Typically when a programming language or library provides a timezone aware date-time object, the language/library will automatically convert this value to the correct Unix timestamp when calling these the relevant method/property.

This means you can work with your native or library-based date-time objects as you need, and then do the conversion at the last minute, just before calling our API.

For us mere humans, there are a number of handy online tools, such as the Epoch Converter, for translating timestamps to and from the appropriate UTC or local time—e.g. when you are trying to troubleshoot debug output or manually interacting with the API via tools such as Postman.

Working with Timezones and Daylight Savings Time (DST)

Whether you need to consider timezones when interacting with the Wattwatchers API will depend on your specific application.

If you are just polling data—i.e. retrieving the latest data from a device on a rolling basis—at granularities less than an hour (e.g. 5m, 15m or 30m) you shouldn't need to worry about timezones.

If your application is timezone aware—e.g. you provide a user interface to your end user presenting data in their timezone—you may need to consider timezones in three ways:

1. fromTs and toTs may need to be adjusted

For example, for Australia/Sydney, which applies an hour offset in Daylight Saving Time, you may need to adjust your fromTs or toTs to reflect the target timezone if the dates selected cross the timezone boundary.

For example: You want to retrieve 14 days' worth of data in the 15m granularity for the period spanning 1 Apr 2019 to 14 Apr 2019. This timeframe crosses the Daylight Savings time boundary, so you'd need to adjust the fromTs and toTs accordingly. In this case fromTs=1554037200 and toTs=1555250399.

By comparison, if you were to do this query for the same date-time, but in UTC, the values would be fromTs=1554076800 and toTs=1555286399.

2. Different number of items returned

As the Daylight Savings crossover may add or subtract a period of time (e.g. 1 hour in the case of the Australia/Sydney timezone), the data returned will reflect this crossover.

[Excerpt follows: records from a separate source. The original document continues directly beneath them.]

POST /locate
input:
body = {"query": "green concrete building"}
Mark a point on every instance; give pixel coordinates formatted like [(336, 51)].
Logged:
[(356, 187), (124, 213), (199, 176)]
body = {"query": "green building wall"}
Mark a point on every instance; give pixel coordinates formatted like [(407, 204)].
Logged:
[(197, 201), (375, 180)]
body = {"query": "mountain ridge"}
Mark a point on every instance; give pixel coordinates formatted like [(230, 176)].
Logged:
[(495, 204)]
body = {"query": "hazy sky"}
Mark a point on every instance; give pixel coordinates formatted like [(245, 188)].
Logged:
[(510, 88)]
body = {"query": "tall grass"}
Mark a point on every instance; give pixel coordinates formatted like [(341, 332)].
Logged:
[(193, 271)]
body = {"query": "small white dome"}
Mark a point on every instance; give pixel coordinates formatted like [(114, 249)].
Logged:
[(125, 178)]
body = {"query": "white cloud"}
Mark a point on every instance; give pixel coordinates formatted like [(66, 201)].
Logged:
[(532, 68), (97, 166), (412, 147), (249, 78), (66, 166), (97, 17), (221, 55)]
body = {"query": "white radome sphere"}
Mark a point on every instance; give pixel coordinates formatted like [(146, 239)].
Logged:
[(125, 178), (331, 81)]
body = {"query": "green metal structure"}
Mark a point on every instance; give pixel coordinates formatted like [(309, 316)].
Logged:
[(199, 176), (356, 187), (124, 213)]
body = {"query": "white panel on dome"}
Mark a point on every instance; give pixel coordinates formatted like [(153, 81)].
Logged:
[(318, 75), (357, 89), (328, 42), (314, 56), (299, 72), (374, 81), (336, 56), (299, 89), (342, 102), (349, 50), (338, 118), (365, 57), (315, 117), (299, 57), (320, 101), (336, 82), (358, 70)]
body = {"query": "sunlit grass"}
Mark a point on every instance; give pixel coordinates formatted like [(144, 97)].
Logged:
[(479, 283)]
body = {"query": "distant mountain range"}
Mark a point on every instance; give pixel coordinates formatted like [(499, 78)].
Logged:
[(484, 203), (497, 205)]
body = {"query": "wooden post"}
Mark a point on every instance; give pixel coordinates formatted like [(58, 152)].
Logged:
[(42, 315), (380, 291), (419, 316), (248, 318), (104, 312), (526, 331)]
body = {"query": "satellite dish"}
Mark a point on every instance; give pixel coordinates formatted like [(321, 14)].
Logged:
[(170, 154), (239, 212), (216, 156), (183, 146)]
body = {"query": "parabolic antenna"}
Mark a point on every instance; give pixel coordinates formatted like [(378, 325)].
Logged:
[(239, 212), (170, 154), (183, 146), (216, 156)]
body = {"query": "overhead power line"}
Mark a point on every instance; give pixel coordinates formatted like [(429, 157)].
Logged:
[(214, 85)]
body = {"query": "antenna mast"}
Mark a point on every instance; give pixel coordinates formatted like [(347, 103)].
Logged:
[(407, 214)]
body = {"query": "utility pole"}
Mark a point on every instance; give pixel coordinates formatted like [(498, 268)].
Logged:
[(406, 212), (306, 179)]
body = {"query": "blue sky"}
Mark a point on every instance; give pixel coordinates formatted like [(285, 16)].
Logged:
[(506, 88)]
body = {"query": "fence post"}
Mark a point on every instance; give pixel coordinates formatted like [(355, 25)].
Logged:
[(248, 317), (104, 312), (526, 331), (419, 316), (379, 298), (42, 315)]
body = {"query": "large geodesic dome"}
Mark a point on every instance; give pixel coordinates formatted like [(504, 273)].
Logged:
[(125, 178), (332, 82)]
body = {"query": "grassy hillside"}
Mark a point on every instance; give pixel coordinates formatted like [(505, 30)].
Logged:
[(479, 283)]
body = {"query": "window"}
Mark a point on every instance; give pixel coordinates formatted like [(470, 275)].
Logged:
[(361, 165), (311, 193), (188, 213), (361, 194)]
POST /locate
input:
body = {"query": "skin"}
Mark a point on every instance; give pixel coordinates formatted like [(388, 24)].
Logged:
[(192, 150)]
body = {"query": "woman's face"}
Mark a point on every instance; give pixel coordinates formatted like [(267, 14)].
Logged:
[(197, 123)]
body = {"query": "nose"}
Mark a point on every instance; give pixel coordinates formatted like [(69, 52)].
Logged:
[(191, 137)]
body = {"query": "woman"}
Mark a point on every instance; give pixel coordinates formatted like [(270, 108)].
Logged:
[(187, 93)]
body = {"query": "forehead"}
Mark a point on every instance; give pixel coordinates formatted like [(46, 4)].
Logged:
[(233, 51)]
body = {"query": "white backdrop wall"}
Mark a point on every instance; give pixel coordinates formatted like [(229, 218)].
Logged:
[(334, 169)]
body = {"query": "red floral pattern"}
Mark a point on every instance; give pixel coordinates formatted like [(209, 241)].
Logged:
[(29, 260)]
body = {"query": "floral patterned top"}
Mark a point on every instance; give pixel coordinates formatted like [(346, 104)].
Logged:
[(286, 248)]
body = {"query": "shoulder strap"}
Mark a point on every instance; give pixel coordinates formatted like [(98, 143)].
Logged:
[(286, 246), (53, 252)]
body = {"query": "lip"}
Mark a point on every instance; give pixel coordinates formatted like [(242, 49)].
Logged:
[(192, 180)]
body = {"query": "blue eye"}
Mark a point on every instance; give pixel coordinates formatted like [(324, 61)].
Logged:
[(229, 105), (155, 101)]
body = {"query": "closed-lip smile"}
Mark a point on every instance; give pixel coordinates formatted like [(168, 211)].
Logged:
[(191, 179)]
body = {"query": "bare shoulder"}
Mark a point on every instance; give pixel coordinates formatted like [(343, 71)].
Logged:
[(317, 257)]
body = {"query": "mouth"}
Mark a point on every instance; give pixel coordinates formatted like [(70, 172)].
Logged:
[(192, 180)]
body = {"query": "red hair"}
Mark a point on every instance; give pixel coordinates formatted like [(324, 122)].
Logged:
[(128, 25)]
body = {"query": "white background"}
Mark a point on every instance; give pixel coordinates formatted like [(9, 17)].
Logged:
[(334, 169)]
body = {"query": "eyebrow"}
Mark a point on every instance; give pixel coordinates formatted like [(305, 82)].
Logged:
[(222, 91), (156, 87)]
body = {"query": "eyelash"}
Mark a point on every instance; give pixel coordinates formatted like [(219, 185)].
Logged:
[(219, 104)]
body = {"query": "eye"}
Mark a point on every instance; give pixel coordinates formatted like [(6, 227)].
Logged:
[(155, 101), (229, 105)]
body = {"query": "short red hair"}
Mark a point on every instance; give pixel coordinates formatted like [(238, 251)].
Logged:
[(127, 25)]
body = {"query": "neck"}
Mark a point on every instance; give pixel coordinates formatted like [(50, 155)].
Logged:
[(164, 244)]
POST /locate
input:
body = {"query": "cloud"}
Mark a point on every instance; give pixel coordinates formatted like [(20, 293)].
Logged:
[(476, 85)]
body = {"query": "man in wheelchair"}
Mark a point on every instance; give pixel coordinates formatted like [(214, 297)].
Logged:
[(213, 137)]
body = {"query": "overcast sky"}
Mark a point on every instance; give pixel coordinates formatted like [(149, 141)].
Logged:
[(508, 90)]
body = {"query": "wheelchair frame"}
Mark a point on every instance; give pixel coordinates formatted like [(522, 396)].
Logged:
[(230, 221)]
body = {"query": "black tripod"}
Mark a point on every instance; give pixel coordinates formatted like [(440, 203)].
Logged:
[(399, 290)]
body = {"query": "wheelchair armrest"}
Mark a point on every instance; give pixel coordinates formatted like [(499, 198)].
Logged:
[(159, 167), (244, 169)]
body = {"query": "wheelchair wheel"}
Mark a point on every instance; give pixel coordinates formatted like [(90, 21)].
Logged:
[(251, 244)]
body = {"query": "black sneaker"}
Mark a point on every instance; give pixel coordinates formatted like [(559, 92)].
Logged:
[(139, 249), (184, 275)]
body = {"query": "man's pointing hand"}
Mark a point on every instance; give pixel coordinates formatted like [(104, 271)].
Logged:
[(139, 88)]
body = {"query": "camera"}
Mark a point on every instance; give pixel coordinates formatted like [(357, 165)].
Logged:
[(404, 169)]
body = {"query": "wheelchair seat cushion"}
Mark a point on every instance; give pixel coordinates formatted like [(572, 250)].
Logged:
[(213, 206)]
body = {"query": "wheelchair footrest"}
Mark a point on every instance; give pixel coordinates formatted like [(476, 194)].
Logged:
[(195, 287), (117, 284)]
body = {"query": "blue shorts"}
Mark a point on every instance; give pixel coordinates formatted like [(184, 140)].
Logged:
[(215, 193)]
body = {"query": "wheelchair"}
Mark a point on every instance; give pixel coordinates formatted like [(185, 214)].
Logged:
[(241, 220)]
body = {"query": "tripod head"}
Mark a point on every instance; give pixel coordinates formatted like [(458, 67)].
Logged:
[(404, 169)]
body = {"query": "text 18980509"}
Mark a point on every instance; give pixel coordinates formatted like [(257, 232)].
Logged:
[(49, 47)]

For example: You want to retrieve 14 days' worth of data in the hour granularity for the period spanning 1 Apr 2019 to 14 Apr 2019. This timeframe crosses the Daylight Savings time boundary.

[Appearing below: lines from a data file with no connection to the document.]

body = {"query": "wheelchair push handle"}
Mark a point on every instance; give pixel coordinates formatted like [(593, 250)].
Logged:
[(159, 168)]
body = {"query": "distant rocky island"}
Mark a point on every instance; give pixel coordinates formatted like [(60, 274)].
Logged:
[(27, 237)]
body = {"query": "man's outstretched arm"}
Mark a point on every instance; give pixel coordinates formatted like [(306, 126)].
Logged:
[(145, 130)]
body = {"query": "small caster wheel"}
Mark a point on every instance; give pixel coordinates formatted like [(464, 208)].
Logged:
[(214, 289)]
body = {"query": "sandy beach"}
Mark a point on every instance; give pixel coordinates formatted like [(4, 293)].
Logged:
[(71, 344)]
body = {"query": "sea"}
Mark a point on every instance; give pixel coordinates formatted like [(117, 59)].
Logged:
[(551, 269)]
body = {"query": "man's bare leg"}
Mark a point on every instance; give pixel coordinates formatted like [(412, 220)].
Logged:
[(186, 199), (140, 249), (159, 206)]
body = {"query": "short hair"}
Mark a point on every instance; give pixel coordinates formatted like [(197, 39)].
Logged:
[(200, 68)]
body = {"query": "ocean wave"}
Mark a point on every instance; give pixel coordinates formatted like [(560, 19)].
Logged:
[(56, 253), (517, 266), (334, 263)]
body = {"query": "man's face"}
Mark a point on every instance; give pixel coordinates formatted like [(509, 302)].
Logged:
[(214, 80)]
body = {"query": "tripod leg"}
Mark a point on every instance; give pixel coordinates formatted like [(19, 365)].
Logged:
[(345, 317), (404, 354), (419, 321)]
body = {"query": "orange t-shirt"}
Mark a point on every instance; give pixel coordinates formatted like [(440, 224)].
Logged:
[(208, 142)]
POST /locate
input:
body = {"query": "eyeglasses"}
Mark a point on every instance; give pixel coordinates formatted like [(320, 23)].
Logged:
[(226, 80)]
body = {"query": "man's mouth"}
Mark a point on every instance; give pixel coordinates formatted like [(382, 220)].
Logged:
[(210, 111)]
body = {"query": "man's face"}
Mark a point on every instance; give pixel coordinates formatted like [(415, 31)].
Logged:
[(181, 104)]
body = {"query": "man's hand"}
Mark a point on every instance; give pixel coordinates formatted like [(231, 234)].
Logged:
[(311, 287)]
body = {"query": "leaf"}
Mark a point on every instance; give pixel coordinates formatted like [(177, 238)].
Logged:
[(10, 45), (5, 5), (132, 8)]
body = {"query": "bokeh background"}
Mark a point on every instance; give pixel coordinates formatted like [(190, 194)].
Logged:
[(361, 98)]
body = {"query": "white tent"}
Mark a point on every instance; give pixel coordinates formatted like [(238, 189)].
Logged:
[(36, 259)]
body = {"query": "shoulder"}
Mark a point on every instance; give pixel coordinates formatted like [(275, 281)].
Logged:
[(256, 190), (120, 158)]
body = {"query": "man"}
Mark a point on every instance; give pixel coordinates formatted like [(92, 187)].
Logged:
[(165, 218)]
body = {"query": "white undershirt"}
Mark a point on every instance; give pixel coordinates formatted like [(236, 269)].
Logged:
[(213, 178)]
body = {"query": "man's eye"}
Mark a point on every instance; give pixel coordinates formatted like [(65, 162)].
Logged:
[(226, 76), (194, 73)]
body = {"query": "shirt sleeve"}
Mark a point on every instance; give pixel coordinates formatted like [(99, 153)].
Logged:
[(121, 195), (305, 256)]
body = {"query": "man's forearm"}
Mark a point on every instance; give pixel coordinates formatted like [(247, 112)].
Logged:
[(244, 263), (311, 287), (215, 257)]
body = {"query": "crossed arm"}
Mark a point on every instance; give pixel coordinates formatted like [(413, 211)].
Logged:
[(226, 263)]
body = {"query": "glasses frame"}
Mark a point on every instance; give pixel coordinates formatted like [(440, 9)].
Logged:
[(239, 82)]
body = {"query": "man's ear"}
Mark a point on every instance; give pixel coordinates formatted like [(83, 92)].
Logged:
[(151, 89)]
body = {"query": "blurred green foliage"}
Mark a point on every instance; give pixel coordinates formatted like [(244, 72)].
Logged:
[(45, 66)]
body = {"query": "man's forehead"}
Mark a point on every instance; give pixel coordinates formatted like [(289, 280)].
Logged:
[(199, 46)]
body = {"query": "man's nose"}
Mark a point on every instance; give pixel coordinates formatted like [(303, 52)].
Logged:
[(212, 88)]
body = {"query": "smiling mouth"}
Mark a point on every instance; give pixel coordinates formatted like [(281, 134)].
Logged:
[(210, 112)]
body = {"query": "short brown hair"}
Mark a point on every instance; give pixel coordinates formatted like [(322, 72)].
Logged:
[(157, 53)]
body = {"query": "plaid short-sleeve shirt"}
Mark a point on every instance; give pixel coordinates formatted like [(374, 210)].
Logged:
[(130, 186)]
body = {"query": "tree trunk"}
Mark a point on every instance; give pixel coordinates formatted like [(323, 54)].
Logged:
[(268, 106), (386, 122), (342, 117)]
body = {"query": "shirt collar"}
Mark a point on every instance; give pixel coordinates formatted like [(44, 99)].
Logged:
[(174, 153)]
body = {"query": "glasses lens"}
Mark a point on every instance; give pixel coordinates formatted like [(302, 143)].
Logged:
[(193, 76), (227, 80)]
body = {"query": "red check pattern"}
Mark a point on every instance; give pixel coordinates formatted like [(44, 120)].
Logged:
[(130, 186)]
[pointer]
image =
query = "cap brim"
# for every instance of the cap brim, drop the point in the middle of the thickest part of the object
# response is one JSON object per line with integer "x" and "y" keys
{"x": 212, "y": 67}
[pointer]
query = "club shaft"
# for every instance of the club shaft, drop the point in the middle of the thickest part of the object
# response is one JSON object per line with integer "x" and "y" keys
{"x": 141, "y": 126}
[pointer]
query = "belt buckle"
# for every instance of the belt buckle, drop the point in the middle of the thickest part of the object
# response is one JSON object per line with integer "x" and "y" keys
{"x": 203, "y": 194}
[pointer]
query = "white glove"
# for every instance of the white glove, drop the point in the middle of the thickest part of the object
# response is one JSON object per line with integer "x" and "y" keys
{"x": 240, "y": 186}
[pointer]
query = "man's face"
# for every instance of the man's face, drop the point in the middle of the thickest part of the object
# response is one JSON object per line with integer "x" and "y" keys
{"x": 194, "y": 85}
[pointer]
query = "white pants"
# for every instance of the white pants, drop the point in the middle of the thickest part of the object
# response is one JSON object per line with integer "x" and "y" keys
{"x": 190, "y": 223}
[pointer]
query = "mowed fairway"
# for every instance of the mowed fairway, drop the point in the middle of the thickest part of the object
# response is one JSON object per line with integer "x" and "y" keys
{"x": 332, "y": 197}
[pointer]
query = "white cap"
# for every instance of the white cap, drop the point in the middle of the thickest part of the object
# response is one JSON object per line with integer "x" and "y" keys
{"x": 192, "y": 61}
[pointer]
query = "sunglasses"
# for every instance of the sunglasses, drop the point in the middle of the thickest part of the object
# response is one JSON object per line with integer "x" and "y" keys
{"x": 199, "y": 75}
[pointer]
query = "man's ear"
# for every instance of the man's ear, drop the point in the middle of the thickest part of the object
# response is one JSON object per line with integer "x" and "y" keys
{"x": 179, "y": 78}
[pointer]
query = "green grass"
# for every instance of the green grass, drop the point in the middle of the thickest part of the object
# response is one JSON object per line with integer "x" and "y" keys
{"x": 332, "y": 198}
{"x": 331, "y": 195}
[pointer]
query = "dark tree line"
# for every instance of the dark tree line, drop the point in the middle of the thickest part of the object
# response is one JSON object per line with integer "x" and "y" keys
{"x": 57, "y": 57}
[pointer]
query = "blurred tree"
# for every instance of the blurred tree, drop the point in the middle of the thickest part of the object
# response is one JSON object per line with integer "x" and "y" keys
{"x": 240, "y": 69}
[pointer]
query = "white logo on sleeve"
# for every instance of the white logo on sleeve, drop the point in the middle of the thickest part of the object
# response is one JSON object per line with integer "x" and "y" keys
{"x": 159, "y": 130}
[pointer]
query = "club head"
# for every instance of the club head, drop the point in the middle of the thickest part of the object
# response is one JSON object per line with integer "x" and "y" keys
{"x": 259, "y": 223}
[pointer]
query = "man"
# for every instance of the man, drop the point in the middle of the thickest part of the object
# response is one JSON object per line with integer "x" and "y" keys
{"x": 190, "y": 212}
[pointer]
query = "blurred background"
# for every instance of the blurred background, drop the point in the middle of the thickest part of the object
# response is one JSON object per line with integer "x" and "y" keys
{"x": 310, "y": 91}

The query for this would look like:
?fromTs=1554037200&toTs=1555250399&granularity=hour&timezone=Australia/Sydney

Running this query will return 337 items.

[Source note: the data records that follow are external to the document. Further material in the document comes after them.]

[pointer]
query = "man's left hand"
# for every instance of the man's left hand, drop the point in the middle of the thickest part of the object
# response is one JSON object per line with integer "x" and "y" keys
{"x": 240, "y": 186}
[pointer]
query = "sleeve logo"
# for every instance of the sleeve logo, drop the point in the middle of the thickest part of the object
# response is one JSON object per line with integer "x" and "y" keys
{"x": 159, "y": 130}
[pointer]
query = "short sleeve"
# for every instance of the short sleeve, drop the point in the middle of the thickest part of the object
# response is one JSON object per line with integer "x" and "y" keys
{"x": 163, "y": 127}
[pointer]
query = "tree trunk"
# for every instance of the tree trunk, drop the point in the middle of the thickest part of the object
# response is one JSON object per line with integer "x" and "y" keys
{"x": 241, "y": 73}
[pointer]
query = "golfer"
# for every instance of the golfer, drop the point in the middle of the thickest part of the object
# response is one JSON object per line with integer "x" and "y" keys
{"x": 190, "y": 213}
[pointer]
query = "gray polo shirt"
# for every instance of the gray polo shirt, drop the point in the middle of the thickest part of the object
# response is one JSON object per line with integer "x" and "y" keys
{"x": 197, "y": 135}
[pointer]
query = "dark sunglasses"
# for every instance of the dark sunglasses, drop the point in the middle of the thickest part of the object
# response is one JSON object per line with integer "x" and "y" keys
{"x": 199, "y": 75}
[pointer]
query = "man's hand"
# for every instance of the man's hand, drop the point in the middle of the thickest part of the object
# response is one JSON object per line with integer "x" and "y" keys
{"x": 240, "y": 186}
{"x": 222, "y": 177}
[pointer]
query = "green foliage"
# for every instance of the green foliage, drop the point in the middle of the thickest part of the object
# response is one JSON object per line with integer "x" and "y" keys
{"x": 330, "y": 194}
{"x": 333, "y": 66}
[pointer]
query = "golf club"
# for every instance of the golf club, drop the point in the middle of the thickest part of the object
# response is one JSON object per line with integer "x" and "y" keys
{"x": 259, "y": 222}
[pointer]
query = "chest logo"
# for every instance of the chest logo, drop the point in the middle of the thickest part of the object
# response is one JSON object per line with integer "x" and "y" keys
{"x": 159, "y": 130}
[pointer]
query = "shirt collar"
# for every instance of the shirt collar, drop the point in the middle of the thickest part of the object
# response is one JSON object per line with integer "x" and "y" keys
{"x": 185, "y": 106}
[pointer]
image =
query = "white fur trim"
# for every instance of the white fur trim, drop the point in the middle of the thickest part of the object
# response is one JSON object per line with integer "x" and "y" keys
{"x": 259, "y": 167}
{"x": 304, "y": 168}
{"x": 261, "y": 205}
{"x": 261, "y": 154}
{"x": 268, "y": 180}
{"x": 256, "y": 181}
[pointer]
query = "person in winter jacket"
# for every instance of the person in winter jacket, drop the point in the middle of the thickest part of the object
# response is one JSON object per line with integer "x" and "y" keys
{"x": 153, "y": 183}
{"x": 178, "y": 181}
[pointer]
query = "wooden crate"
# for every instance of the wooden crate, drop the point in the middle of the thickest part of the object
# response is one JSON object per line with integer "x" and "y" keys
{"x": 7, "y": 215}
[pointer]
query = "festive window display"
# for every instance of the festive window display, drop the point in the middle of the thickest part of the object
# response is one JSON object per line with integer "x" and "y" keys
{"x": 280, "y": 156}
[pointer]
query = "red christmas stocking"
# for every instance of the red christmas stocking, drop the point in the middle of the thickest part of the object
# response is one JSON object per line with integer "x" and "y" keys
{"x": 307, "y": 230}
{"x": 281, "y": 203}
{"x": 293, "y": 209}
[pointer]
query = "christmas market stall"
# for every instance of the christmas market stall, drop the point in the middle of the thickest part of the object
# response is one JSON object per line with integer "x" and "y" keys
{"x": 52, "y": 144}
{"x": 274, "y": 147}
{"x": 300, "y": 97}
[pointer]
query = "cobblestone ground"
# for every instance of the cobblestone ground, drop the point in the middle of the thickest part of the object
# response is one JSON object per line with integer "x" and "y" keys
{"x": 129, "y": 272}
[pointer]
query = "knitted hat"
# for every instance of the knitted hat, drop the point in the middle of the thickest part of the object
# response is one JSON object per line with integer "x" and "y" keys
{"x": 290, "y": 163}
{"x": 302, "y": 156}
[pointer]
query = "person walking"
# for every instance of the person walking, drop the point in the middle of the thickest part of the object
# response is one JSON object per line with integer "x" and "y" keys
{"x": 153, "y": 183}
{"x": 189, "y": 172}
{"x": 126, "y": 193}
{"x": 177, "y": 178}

But if you perform the same query for a period that does not cross the DST boundary, say 1 Mar 2019 (fromTs=1551358800) to 14 Mar 2019 (toTs=1552568399), you will get 336 items. So what's going on?

Because in the first query we are crossing the Daylight Savings period, exiting Daylight Savings in this case, an extra hour is added, and thus an extra entry is returned within the result.

Conversely, if we run a similar query when entering a Daylight Savings period, for example 1 Oct 2018 (fromtTs=1538316000) to 14 Oct 2018 (toTs=1539521999), we will get 335 entries (1 less hour.)

3. Non-standard duration returned

When you query make a query with a granularity greater than the Daylight Savings offset (e.g. 1 hour in the case of Australia/Sydney), the aggregated data will respond to accommodate the Daylight Savings offset.

Extending the example above: You want to retrieve 14 days' worth of data in the day granularity for the period spanning 1 Apr 2019 to 14 Apr 2019. This timeframe crosses the Daylight Savings time boundary, and the granularity is greater than the Daylight Savings offset (1 hour).

This will result in the query:
?fromTs=1554037200&toTs=1555250399&granularity=day&timezone=Australia/Sydney

Provided the device has a full recording of data intervals in the day, this will result in all but one entry having a duration of 86400, which corresponds to 24 hours, in seconds.

However, the entry corresponding to 7 Apr 2019 (which encompasses the DST boundary) will have a duration of 90000, which corresponds to 25 hours.

And carrying the example to its conclusion, the same granularity for period 1 Oct 2018 to 14 Oct 2018 results in a duration of 82800, which corresponds to 23 hrs.